Unfuck This House is a wonder. In 30 minutes or less, If Madrid has set up a record that puts you in the middle of a basement show waving along to the beat, or on a cross-country drive trying to blow out your speakers with the windows down. It transports you–not in a cheesy way, but in an all-encompassing feeling of connectivity. It’s loud, but has its moments of repetitive acoustic to sooth just long enough before the build. It breathes.
Binghamton’s post-punk band put out their latest 6-track album in February, following a few short releases like Campfire Scars, a three-track EP of songs that “didn’t quite make it” onto their 2013 Suburban Campfires record. (Also a must listen. Seriously, you can finish reading this later.) The group has been recording with Albany’s music collective, B3nson, for years and UTH–in all its glory–was a celebratory 75th release for the local recording company.
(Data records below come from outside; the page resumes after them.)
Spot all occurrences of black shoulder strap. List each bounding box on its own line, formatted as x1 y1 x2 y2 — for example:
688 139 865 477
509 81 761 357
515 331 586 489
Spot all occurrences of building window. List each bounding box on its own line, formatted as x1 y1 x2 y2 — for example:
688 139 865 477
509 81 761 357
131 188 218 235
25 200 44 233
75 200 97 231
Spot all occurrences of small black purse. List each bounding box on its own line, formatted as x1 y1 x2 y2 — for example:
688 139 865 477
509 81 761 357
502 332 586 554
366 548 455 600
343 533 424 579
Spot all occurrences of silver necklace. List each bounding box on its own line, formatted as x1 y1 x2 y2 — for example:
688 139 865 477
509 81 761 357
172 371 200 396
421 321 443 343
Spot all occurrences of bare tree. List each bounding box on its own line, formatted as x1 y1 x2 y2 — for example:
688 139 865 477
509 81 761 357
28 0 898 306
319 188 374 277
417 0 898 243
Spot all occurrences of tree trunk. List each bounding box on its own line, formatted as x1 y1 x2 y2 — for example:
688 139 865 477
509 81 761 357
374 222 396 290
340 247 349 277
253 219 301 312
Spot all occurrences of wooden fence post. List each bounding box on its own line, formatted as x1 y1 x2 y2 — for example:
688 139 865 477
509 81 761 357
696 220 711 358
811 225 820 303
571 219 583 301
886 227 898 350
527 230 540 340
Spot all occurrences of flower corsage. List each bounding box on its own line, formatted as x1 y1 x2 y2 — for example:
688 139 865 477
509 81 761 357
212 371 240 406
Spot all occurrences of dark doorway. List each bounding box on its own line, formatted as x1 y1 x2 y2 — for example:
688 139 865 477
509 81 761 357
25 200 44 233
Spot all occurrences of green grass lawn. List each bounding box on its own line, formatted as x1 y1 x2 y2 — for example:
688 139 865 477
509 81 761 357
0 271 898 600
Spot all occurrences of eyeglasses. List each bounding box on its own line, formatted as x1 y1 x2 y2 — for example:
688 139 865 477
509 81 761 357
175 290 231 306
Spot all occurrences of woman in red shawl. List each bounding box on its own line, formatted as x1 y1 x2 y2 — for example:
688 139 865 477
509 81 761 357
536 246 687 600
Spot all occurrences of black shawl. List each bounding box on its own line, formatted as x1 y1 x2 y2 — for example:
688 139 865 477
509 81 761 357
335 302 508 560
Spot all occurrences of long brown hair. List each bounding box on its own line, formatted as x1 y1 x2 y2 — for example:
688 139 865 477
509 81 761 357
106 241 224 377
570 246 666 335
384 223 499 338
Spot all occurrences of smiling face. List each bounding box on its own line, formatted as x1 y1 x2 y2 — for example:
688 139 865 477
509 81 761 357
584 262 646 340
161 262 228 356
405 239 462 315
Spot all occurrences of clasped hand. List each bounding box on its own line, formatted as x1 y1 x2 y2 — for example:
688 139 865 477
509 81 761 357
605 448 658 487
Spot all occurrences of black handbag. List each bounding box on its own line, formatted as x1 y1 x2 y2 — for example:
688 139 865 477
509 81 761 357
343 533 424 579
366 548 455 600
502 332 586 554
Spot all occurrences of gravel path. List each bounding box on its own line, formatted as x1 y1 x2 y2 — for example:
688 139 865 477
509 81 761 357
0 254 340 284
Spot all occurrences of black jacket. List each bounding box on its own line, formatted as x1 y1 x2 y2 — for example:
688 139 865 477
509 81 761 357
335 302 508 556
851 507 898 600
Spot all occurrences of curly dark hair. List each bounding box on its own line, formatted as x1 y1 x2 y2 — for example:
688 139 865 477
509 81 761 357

The record is gritty, akin to the group’s past discology, and will leave you itching to see them live because all you want to do is watch it all come together in some dive bar and leave with your ears ringing. It’s in songs like “Racecar” that make you want to scream the words at the top of your lungs as the percussion pushes on to the song’s climax.
“Missing Yew Waltz” is a six-minute medley with slow marching percussion that is comfortingly similar to their Suburban Campfires opener “Michio” and sets the tone for listeners of new and old. But it’s not the only reminder. In fact, “All My Friends” is simply another version of Campfires track “Seeing All My Friends Die.” It’s a bit lower in tone and slowed down a hair, but all the same. The similarities to be made between releases may turn off some music snobs, but in this case only make the heart grow fonder. This is a band that has found hearty material to work with and continue to play with it years later. Why mess up a good thing? That’s artistry.
There are new recorded releases here too. “Slide” is a beauty. On some days, it’s even a tearjerker, but to each his own. It’s grungy and distorted, with that leading slide guitar to pull it through and lyrics that sucker punch you in the best way, telling a tale that seems average with just a little underlying bite: “The artist weeped in the angel’s lap/It soothed him ‘I know, I know.’”
Closing track “SSRI” is an exploration of thought under the influence of antidepressants that’s damn near poetic. Gentle strumming turns to a whirlwind led by pounding percussion and whether or not you’re familiar with the prescribed state of mind, the lyrics will most likely leave you with a lot of self-involved questions. “And I know it’s hard/the way life starts so slow/and next thing you’re on your way/is it worth your heart and soul?”
This album isn’t trying too hard to impress–but does it anyways.